A next problem is to create a mechanism for mapping a server name to many physical addresses. This can be done by the content server with Web re-direction, or by a new DNS distributing mechanism in the network layer. The latter is more powerful, but is also an infrastructure problem which requires new standards.
The network itself can contain caches. The larger ISPs, such as AOL, CompuServe, PSI; would most likely get high hit rates out of their caches since they represent if not the trunk, so at least thick branches.
The intranet is typically connected to the Internet via a firewall/proxy server. This connection point is perhaps the most obvious attack point for caching, but may not yield as much performance improvement as hoped for.
The end user client may have pre-fetch capability, for instance based on content subscriptions, or at runtime based on load all pages referenced from the current one. This may improve the condition for the user, but could overall increase network load considerably.
I do believe that the current hit count solution is only temporary, eventually content providers will have to rely on other mechanisms. When everybody subscribes to Pathfinder, how does Time-Warner know that I actually read all that I downloaded? The problem could be better solved if the content itself, the page, could send a signal to a hit count server when a set of content was actually read. This way intermediate caches, or mirror servers would not hide the actual reading audience from the content owners. Java/ActiveX applets could provide this mechanism.

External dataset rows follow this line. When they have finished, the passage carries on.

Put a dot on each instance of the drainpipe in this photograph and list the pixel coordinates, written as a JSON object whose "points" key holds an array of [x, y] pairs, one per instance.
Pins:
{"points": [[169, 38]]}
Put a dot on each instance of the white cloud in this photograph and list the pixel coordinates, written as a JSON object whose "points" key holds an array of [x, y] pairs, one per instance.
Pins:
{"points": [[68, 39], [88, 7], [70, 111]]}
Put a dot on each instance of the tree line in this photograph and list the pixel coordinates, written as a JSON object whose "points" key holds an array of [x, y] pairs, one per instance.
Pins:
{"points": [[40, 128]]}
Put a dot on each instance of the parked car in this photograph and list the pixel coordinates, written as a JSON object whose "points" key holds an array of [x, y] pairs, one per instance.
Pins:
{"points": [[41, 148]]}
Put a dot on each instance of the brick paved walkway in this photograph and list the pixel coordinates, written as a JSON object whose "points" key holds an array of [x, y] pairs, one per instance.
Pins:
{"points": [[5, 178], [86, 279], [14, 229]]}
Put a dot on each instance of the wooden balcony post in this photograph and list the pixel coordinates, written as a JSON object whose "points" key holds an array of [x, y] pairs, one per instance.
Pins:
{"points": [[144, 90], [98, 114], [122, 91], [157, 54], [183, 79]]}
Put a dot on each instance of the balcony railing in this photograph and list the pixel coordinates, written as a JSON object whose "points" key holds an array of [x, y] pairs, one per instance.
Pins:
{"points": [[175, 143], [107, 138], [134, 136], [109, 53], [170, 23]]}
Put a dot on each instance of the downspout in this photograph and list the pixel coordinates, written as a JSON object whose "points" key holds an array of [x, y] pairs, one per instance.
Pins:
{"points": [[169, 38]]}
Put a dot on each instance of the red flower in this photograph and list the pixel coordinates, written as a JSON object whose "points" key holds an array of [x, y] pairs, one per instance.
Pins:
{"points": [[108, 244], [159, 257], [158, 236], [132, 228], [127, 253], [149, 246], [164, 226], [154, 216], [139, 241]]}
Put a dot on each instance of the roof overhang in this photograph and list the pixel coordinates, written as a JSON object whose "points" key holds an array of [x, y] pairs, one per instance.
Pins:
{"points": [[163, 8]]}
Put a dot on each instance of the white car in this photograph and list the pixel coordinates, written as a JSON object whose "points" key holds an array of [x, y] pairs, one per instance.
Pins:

I have not thought about this in any detail, nor developed any statistics to indicate that one particular issue nor solution is more or less important than any other. The above is simply an attempt to help us see the big problem as a set of smaller problems. These smaller problem areas and the relationships between them can be analyzed and solved much more easily. By limiting the scope, we can also much more easily determine the importance of each area for the different symptoms that we are observing or expecting to observe over time, and develop and provide specific solutions more quickly.